Alte(s) Bekannte(s)

Alte(s) Bekannte(s)

Meine Ankunft in Melbourne verlief reibungslos. Mit der einzigen Herausforderung mein Fahrrad zu montieren und knapp 90 Kilometer zu einer weiteren, sehr prägenden, Warmshower Gelegenheit zurückzulegen. Einzig die Halterung für meine Lenkertasche bereitete Schwierigkeiten. Während mir die zunehmend schwüle Luft an diesem Vormittag in Melbourne langsam zu schaffen machte, kämpfte ich mit der Drahtseilverschlingung um den Lenker. Das allein dauerte länger, als das gesamte Rad zusammenzusetzen. So sehr ich die Qualität von Ortlieb schätze, aber bei diesem Produkt wurde der Radtransport via Flugzeug und der damit verbundene Akt der Demontage nicht berücksichtigt.
Mittagszeit. Und ich hatte noch eine gute Distanz vor mir. Nach den vergangenen Ruhetagen fühlte ich mich dennoch in der Lage vor Sonnenuntergang bei meinen Gastgebern einzutrudeln. Das Fahren an sich sollte sich als die einfachste Herausforderung erweisen. Zum Glück. Das Navigieren kostete mich weitaus mehr Energie und Zeit. Vom Flughafen bis in die östlich gelegene Ortschaft Berwick würde ich von dem hervorragenden Fahrradwegnetzwerk im Großraum Melbourne profitieren. Der Trick war auf dem rechten Pfad zu bleiben.
Mein Weg führte mich zum Ufer des Yarra in Melbourne. Dort fand ausgerechnet ein Food Festival statt. Das bedeutete nicht nur das Fahrrad zu schieben, sondern vor allem all den köstlichen Gerüchen unzähliger Köstlichkeiten zu widerstehen. Immerhin bekam ich einen frischen, knackig kühlen Apfel geschenkt.

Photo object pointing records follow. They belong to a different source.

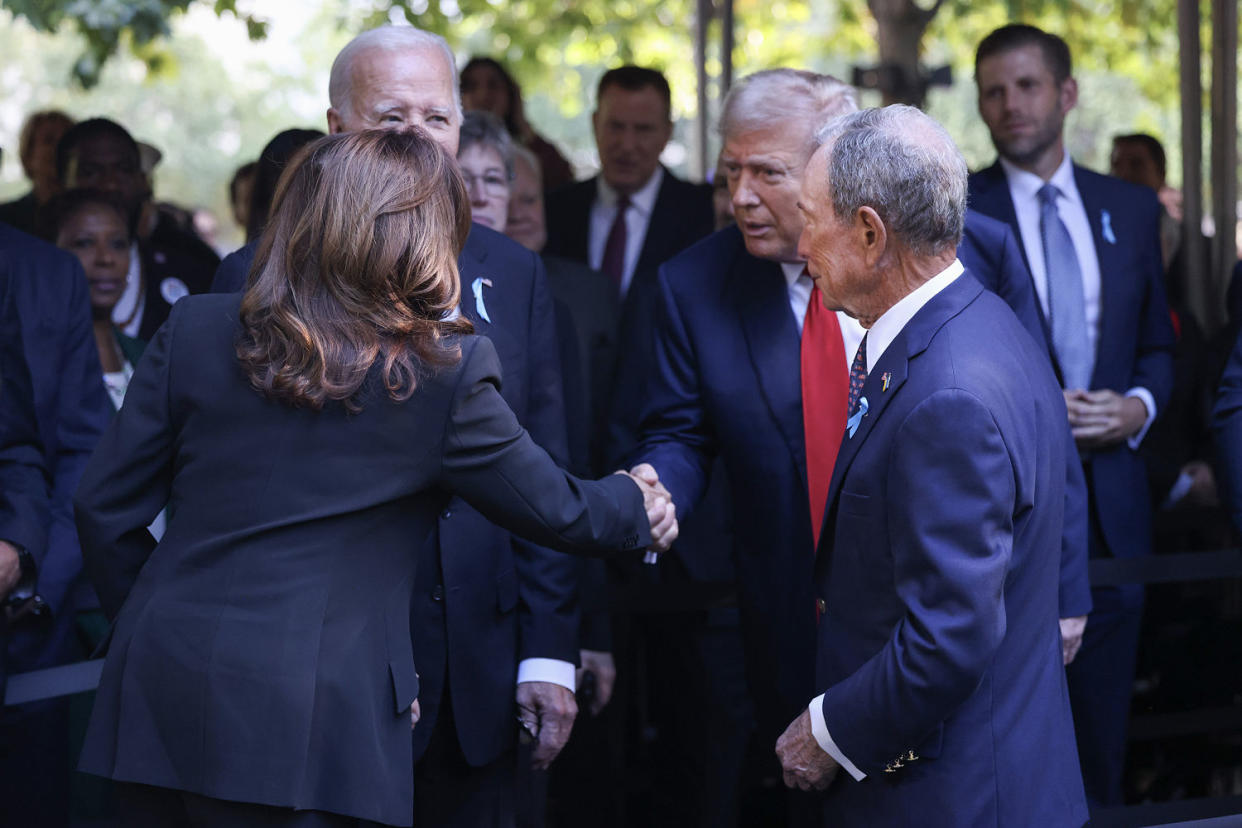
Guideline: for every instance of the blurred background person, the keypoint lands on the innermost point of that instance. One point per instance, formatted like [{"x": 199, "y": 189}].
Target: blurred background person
[
  {"x": 240, "y": 188},
  {"x": 488, "y": 87},
  {"x": 277, "y": 153},
  {"x": 36, "y": 148},
  {"x": 485, "y": 155},
  {"x": 170, "y": 262}
]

Ich wusste, dass meine Gastgeber Wilma und Garry nicht anwesend sein würden wenn ich eintrudelte. Aber in mittlerweile gewohnter Warmshowers Manier erhielt ich Instruktionen wie ich ins Haus kommen und es mir gemütlich machen könnte. Nach dem langen Tag schaffte ich es nicht mehr so lange aufzubleiben bis meine Gastgeber zurückkehrten. Es fühlte sich etwas merkwürdig an mit dem Gedanken ins Bett zu gehen, dass ich mich erst halb verschlafen am nächsten Morgen persönlich vorstellen würde. Also schrieb ich noch eine kurze Dankesnotiz bevor ich erschlagen ins Bett fiel. So einen guten, erholsamen Schlaf hatte ich schon lange nicht mehr. Über Maßen erholt traf ich die ursprünglichen Niederländer, die mit Ihren Familien ausgewandert waren.

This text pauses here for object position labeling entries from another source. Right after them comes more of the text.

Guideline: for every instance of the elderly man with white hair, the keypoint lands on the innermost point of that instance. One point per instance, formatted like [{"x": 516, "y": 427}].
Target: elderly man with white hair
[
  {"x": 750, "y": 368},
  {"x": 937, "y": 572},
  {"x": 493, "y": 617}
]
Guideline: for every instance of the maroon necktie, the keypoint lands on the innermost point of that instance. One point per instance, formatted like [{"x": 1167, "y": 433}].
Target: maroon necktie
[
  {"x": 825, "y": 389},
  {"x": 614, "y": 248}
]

Prompt wurde ich eingeladen noch eine Nacht zu bleiben. Und ohne lange überlegen zu müssen willigte ich ein. Schließlich wollte ich die beiden kennenlernen, die mir so viel Vertrauen schenkten und mir Herberge boten. Ich genoss es in der morgendlich warmen, viktorianischen Spätsommerwärme Garrys frisch gemahlenen Kaffee zu schlürfen und Reisegeschichten auszutauschen. Im Anschluss an das ausgedehnte Frühstück ging es wieder zurück nach Melbourne!
Mit dem Auto ist die Tour nur einen Katzensprung entfernt. Wir besuchten Vinnie und Alison, Freunde, die zum Mittagessen eingeladen hatten. Aus dem Mittagessen wurde ein ausgedehntes Mahl mit nahtlosem Übergang zum Abendessen. Es war toll so viele neue Menschen kennenzulernen und alle waren brennend an meinen Abenteuern interessiert. Das interessanteste für mich, neben dem ganzen Essen, war allerdings die Geschichte von Vinnie und wie er von Italien nach Australien gekommen ist.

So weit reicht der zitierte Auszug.